Calculate gift tax implications for cryptocurrency transfers. Estimate whether your crypto gift exceeds the $18,000 annual exclusion and the recipient's carryover basis.
Gifting cryptocurrency has specific tax rules that differ from selling or trading. When you give crypto as a gift, the giver does not owe income tax or capital gains tax on the transfer — but gift tax rules apply. For 2025, you can gift up to $18,000 per recipient per year without filing a gift tax return (Form 709). Married couples can split gifts for a combined $36,000 exclusion.
The recipient inherits your original cost basis (carryover basis), meaning they will owe capital gains when they eventually sell based on your purchase price, not the gift-date value. If the FMV at the time of gifting is lower than your cost basis, special rules apply to prevent loss harvesting through gifting.
This calculator helps you determine whether your crypto gift triggers filing requirements, the gift tax exposure above the annual exclusion, and the recipient's carryover basis for future tax calculations. This tool is for educational purposes only and is not tax or financial advice.
Gifting crypto is a popular way to transfer wealth, but the tax implications are often misunderstood. This calculator clarifies whether you need to file Form 709, how much of your lifetime exemption you're using, and what cost basis the recipient inherits. It helps you plan gifts strategically to stay within the annual exclusion.
Annual Exclusion (2025) = $18,000 per recipient ($36,000 if gift-splitting) Taxable Gift = FMV of Gift − Annual Exclusion Recipient's Basis = Donor's Original Cost Basis (carryover basis) If FMV < Basis at gift date: Recipient's basis for loss = FMV at gift date
Result: $7,000 taxable gift; recipient basis $8,000
You gift crypto worth $25,000. The annual exclusion is $18,000, so $7,000 is a taxable gift that counts against your lifetime exemption ($13.61M). The recipient's carryover basis is your original $8,000 cost basis.
Gifting cryptocurrency is not a taxable event for the giver — no capital gains tax is triggered. However, gift tax rules require filing Form 709 for gifts exceeding the annual exclusion. The lifetime exemption of $13.61M means most people won't actually owe gift tax.

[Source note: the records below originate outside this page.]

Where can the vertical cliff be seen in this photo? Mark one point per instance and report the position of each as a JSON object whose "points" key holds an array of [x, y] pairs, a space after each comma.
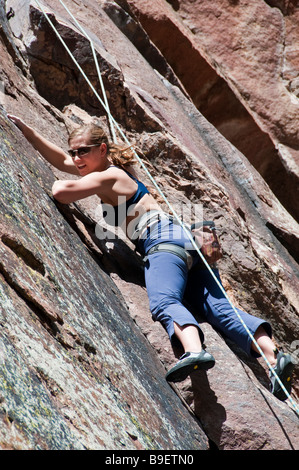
{"points": [[81, 362]]}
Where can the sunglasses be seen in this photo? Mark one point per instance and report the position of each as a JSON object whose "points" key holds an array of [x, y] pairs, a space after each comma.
{"points": [[81, 150]]}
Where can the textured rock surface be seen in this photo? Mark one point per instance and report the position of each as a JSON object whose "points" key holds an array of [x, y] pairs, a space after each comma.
{"points": [[74, 364]]}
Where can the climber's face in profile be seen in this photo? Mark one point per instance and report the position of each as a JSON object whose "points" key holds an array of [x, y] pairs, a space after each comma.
{"points": [[86, 156]]}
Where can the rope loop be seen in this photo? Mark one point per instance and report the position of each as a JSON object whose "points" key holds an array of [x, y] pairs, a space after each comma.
{"points": [[114, 125]]}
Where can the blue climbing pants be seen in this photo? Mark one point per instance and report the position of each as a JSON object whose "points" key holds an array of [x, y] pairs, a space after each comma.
{"points": [[170, 287]]}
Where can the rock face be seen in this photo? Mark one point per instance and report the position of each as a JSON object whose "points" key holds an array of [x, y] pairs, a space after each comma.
{"points": [[81, 362]]}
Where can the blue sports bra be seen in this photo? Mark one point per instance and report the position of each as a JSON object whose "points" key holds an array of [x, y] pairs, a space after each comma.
{"points": [[116, 215]]}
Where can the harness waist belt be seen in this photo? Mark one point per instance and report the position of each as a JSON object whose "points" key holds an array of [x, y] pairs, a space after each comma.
{"points": [[175, 249]]}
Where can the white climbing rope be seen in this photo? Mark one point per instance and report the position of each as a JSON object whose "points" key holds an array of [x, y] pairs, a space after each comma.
{"points": [[113, 125]]}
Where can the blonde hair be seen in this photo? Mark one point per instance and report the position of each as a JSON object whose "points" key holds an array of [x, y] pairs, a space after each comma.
{"points": [[120, 155]]}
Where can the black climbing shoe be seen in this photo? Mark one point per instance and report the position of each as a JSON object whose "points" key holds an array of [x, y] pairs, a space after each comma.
{"points": [[283, 369], [189, 362]]}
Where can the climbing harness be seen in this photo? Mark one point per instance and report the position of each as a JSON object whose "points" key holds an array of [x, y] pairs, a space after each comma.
{"points": [[114, 125]]}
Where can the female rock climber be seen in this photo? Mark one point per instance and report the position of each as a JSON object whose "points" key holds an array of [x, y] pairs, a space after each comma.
{"points": [[128, 203]]}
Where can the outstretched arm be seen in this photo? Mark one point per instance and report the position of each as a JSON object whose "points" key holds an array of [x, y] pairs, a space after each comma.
{"points": [[51, 152]]}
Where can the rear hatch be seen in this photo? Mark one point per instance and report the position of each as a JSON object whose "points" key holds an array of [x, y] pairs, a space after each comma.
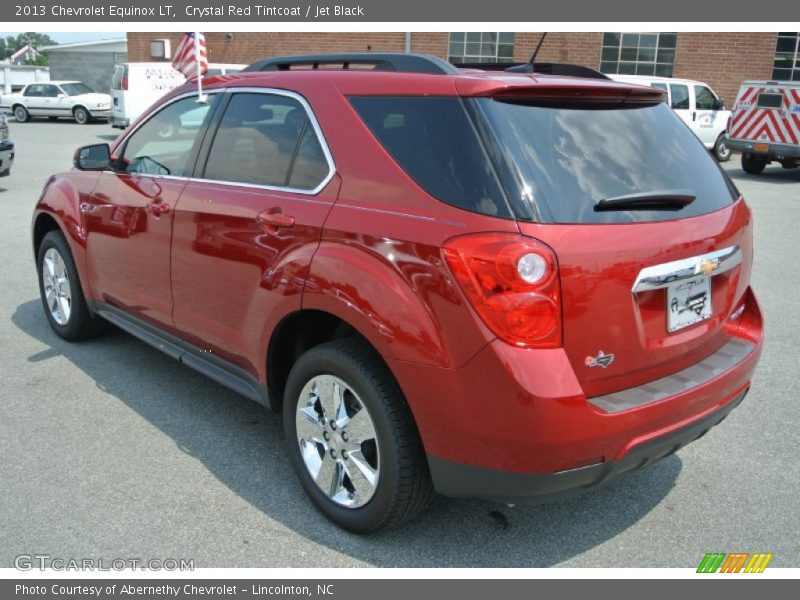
{"points": [[622, 191]]}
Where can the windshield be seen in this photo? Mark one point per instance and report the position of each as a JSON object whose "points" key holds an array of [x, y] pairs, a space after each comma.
{"points": [[565, 160], [76, 89]]}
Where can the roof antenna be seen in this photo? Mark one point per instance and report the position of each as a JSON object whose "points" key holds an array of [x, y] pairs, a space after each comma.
{"points": [[528, 66]]}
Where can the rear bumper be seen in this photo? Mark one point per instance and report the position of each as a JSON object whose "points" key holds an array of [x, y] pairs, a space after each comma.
{"points": [[775, 151], [460, 480]]}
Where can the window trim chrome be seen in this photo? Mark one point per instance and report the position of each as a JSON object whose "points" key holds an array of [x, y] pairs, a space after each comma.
{"points": [[667, 274], [317, 130]]}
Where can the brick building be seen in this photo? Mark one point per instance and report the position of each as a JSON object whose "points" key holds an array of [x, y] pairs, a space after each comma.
{"points": [[723, 60]]}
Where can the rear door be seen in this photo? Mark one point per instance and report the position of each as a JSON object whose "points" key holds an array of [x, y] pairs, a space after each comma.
{"points": [[247, 225]]}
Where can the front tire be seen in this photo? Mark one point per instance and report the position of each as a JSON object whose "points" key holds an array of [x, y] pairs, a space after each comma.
{"points": [[352, 440], [721, 150], [754, 165], [21, 114], [61, 291], [81, 115]]}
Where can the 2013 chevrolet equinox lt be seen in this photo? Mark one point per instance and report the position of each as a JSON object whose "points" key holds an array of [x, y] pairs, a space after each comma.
{"points": [[504, 285]]}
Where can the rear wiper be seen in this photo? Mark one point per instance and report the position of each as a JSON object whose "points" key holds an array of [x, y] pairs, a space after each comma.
{"points": [[655, 200]]}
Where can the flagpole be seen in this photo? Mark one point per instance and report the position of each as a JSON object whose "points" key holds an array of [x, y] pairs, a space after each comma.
{"points": [[200, 97]]}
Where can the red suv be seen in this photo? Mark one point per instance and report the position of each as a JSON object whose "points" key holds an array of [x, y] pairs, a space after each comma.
{"points": [[510, 286]]}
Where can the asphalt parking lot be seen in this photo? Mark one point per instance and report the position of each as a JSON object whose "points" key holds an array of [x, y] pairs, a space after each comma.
{"points": [[108, 449]]}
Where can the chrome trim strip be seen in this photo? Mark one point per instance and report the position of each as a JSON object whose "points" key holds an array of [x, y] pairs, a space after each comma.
{"points": [[666, 274], [735, 351]]}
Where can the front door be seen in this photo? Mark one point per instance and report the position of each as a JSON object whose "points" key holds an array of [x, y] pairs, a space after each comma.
{"points": [[129, 216]]}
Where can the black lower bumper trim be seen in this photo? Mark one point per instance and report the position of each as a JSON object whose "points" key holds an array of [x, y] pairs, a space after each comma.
{"points": [[467, 481]]}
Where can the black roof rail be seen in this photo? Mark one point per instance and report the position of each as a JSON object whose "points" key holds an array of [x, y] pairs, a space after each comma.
{"points": [[403, 63]]}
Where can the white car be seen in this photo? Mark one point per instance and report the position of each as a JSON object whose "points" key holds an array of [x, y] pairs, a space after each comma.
{"points": [[55, 99], [136, 86], [697, 105]]}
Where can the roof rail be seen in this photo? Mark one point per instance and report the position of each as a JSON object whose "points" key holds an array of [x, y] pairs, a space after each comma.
{"points": [[405, 63]]}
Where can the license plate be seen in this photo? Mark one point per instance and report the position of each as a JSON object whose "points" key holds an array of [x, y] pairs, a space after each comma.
{"points": [[688, 302]]}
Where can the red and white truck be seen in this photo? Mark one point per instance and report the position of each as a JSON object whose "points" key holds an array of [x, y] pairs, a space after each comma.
{"points": [[765, 124]]}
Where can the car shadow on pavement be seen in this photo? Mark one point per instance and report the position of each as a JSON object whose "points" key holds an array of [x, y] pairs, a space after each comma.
{"points": [[241, 444]]}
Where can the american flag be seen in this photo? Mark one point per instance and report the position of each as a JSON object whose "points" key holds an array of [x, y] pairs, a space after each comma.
{"points": [[191, 57]]}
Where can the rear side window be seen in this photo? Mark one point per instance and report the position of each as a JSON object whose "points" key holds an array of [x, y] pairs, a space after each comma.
{"points": [[568, 159], [680, 96], [434, 141], [266, 139], [164, 144]]}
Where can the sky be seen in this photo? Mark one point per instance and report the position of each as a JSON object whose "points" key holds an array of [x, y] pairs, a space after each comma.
{"points": [[69, 37]]}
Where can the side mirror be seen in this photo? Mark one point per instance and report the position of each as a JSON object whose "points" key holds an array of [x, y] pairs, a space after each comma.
{"points": [[96, 157]]}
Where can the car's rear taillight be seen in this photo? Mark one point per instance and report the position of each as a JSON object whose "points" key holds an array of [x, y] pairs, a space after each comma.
{"points": [[512, 283]]}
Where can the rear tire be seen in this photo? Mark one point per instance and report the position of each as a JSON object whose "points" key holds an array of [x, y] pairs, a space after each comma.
{"points": [[61, 291], [390, 482], [754, 165], [721, 150], [21, 114]]}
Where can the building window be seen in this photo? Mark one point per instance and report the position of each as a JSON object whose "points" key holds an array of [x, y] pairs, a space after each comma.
{"points": [[787, 57], [638, 53], [477, 47]]}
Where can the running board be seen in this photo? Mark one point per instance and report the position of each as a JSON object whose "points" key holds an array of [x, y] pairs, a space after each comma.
{"points": [[213, 367]]}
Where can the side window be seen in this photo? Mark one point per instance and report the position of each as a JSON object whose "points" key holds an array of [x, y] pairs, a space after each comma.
{"points": [[258, 139], [704, 98], [310, 166], [680, 96], [164, 143]]}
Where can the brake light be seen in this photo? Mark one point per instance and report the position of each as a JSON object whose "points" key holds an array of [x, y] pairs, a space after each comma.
{"points": [[512, 283]]}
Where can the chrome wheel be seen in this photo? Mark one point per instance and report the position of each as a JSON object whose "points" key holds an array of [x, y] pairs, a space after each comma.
{"points": [[338, 441], [57, 289]]}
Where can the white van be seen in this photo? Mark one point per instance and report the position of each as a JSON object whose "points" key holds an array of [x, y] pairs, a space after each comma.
{"points": [[136, 86], [697, 105]]}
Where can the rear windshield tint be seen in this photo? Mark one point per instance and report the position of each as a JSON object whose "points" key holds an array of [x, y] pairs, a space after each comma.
{"points": [[433, 139], [567, 159], [546, 164]]}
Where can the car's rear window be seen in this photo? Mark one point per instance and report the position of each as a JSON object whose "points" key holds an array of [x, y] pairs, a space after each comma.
{"points": [[434, 141], [538, 163]]}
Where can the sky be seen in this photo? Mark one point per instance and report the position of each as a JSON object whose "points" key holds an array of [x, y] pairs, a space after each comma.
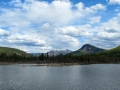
{"points": [[38, 26]]}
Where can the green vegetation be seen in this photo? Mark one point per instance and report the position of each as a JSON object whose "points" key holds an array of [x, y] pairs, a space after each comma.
{"points": [[87, 49], [95, 55]]}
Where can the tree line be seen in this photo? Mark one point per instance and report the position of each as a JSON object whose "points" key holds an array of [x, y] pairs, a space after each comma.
{"points": [[102, 57]]}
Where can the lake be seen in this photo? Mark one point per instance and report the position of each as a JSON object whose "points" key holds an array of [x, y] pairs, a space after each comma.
{"points": [[76, 77]]}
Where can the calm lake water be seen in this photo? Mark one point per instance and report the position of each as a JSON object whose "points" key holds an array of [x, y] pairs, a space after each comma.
{"points": [[77, 77]]}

The recipient of a crypto gift inherits the donor's original cost basis. This is critical for future tax planning — if you bought Bitcoin at $1,000 and gift it when it's worth $50,000, the recipient's basis is $1,000. Their capital gain upon sale would be $49,000.
Gifting appreciated crypto to family members in lower tax brackets can reduce the overall tax burden. The donor avoids capital gains, and the recipient may pay a lower rate. Combine this with the annual exclusion to transfer significant wealth tax-efficiently.
The giver does not owe income tax or capital gains on a gift. However, if the gift exceeds the annual exclusion ($18,000 per recipient), you must file Form 709. The excess counts against your lifetime gift/estate exemption.
When you gift crypto, the recipient inherits your original cost basis. This means when they sell, they calculate capital gains based on what you originally paid, not the value at the time of the gift.
If the FMV at the gift date is less than your cost basis, the recipient's basis for calculating a loss is the FMV at the gift date. For gains, they use your original basis. This prevents donors from transferring losses.
The donor avoids capital gains tax by gifting instead of selling. However, the recipient inherits the gain through the carryover basis. This is a deferral strategy, not elimination — unless the recipient is in a lower tax bracket.
You must file Form 709 if your gift to any single recipient exceeds $18,000 in a year. Even if no tax is owed (due to the lifetime exemption), the filing requirement still applies for gifts above the annual exclusion.
For 2025, the lifetime gift and estate tax exemption is $13.61 million per individual. Taxable gifts above the annual exclusion reduce this exemption. Very few individuals actually owe gift tax due to this large exemption.